Une formation à la clé
La formation, le SRGEA peut aussi s’en charger. «Aujourd’hui, nous cherchons des compétences transversales dans un premier temps. Les compétences techniques peuvent toujours s’acquérir», assure Eugénie Casari, sa directrice. La motivation est primordiale, puis selon les postes, la capacité de travail en équipe, la minutie, l’appétence pour la robotique, etc. Pour que les professionnels de l’emploi les repèrent, un jeu de cartes créé avec Pro Sapiens (solution digitale pour des actions de formation en situation de travail) leur était remis. Chacune représente une compétence transversale. Pour chaque exploitation visitée, les cartes correspondantes au profil recherché doivent être avancées. «Nous voulons les inciter à repérer ces compétences transversales, plutôt que de se concentrer sur le CV.» Le lien est créé entre le monde agricole et de l’emploi. Il ne reste plus qu’à concrétiser.

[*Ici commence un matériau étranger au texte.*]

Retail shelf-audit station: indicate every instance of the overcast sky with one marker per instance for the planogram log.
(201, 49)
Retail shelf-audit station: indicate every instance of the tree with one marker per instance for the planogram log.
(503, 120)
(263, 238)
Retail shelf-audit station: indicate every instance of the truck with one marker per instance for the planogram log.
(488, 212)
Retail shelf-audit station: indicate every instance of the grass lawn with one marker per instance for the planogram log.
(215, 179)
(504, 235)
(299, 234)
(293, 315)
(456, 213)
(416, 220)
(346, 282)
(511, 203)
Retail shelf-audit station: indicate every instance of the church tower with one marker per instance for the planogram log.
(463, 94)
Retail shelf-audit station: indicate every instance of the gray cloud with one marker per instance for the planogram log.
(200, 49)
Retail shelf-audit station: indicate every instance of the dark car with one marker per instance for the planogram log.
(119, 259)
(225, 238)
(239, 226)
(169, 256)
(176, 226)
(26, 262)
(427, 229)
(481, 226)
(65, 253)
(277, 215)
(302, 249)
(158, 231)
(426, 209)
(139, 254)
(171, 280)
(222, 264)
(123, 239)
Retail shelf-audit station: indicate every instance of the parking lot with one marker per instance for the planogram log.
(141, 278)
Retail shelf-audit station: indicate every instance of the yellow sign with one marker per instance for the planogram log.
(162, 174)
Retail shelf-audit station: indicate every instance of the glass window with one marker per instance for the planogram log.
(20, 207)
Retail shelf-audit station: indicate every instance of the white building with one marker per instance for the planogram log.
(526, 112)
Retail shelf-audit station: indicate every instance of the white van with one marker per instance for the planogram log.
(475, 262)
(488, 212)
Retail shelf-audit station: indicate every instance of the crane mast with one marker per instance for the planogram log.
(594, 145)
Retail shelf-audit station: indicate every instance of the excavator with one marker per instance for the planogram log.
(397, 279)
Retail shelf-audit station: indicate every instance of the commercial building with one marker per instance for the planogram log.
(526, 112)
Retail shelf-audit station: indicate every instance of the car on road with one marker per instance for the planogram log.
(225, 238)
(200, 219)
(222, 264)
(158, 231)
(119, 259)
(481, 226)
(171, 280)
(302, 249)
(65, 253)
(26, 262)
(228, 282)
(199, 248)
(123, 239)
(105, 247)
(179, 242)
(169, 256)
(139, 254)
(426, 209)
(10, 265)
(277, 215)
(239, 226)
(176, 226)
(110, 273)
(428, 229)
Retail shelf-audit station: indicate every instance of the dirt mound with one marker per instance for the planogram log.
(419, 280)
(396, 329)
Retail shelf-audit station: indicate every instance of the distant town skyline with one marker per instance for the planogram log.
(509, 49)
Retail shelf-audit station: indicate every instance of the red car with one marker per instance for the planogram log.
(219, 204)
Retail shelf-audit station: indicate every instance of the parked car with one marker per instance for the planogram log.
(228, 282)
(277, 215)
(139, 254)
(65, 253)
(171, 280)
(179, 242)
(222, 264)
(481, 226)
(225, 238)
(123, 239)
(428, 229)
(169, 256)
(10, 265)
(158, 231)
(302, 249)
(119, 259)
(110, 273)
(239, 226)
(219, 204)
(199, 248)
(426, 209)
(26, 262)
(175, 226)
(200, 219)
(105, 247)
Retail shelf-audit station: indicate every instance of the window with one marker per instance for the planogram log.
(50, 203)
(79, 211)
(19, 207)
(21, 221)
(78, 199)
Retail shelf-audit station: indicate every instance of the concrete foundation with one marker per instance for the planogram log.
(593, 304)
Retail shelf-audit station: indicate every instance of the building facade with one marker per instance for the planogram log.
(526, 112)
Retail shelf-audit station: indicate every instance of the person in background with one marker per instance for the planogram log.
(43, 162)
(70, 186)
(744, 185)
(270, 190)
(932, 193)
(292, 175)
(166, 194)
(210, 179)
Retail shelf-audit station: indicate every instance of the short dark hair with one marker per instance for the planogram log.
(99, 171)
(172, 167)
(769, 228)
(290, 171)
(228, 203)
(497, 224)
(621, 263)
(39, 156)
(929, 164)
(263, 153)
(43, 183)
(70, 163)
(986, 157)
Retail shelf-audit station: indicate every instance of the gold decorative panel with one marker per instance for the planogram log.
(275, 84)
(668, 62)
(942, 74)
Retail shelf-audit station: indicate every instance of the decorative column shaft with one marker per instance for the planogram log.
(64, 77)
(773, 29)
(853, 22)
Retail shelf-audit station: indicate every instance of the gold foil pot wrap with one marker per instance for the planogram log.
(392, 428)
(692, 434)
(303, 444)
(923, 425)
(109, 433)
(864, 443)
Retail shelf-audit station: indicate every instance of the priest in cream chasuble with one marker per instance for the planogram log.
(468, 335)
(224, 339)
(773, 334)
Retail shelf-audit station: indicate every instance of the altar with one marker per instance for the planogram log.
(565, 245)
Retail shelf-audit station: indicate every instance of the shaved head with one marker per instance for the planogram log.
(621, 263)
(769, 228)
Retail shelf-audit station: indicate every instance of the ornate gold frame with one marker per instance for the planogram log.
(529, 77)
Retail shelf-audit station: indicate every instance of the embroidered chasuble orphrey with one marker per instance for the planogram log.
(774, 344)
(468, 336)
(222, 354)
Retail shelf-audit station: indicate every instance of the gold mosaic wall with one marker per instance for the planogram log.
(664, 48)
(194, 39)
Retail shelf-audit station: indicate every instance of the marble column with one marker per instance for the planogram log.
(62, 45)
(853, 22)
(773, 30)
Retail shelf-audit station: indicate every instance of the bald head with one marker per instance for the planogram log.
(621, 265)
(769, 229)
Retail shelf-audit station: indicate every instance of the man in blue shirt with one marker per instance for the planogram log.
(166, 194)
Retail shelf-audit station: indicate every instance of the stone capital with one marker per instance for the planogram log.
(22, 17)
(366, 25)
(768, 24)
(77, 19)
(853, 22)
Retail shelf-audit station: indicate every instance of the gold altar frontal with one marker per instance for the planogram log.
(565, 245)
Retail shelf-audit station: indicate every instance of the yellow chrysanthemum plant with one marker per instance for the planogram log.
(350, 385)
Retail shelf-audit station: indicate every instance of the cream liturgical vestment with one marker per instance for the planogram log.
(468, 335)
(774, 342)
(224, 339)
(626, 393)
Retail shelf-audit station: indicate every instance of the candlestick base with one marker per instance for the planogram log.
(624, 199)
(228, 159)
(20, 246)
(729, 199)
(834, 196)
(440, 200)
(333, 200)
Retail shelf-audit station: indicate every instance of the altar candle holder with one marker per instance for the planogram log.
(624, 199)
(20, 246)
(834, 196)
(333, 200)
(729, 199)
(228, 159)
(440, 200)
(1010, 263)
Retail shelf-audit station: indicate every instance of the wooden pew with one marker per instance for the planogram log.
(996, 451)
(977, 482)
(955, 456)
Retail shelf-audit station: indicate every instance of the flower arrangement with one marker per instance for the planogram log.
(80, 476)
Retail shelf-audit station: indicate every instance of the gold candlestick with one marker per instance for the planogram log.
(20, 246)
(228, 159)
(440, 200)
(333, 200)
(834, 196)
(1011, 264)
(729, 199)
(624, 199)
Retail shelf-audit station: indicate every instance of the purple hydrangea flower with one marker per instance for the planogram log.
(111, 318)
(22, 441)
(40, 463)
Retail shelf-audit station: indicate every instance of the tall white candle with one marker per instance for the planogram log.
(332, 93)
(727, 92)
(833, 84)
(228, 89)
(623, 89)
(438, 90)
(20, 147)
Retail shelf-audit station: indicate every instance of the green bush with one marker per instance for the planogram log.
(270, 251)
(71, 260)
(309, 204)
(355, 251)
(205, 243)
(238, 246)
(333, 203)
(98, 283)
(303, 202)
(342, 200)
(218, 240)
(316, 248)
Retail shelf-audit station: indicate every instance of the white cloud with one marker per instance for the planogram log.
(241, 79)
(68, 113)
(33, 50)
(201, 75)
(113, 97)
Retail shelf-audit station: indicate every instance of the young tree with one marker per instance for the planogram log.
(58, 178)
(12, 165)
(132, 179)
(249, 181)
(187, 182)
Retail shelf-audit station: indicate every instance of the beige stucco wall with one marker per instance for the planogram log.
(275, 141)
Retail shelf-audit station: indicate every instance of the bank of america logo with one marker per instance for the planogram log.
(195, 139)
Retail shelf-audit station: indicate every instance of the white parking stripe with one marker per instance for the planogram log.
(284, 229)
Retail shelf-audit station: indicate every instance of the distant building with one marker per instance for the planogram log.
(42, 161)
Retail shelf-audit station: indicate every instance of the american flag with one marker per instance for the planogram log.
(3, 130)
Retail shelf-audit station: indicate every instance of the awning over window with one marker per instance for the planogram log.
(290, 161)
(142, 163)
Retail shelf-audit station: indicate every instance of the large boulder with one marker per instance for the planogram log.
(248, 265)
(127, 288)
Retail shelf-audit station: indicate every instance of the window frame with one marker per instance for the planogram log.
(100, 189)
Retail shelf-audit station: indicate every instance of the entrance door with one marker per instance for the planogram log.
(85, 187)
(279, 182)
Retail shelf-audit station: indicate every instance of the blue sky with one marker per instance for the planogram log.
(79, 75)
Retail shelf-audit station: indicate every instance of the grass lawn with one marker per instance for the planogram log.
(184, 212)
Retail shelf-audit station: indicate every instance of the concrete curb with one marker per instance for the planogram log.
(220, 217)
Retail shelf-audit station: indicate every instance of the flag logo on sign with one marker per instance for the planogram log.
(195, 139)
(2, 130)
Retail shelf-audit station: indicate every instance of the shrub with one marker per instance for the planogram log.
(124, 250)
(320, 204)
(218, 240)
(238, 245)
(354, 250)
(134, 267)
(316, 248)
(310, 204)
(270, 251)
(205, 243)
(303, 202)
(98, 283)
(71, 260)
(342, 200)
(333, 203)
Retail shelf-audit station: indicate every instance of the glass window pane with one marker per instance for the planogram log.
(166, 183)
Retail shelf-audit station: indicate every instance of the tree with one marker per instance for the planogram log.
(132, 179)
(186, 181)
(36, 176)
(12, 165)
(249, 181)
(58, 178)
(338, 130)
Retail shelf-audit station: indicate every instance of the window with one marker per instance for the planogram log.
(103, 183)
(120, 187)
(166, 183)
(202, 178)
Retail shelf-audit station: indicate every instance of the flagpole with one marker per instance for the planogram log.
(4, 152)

Agr’Innov emploi fait ses preuves
172 demandeurs d’emploi décrochaient un CDI ou un CDD saisonnier en agriculture, en 2022, dans le Santerre. 70 % d’entre eux étaient même bénéficiaires du RSA. «Avec son action Agr'Innov emploi (soutenue par le Département de la Somme), le Groupement d'employeurs agricole a permis de lever des freins vers l’emploi et de pallier le manque de main-d'œuvre dans les exploitations du Santerre», se félicite l’équipe. Il faut dire que le SRGEA met le paquet pour y parvenir. Après les rallyes professionnels, qui permettent aux professionnels de l’emploi de mieux cerner les besoins des agriculteurs, le SRGEA organise des sessions de recrutement avec entretiens individuels, mises en situation dans les exploitations, contrats saisonniers, puis Pass Vert l’emploi (une formation de six semaines en moyenne), qui débouche sur un contrat professionnel. En prenant en charge la formation, ainsi que le salarié, le SRGEA hôte une belle épine du pied aux agriculteurs. «Il n’y a pas de contrainte administrative. L’’agriculteur reçoit une facture avec un taux horaire, et c’est tout. Si le salarié ne correspond pas, nous tâchons de lui proposer quelqu’un d’autre», assure Eugénie Casari, la directrice.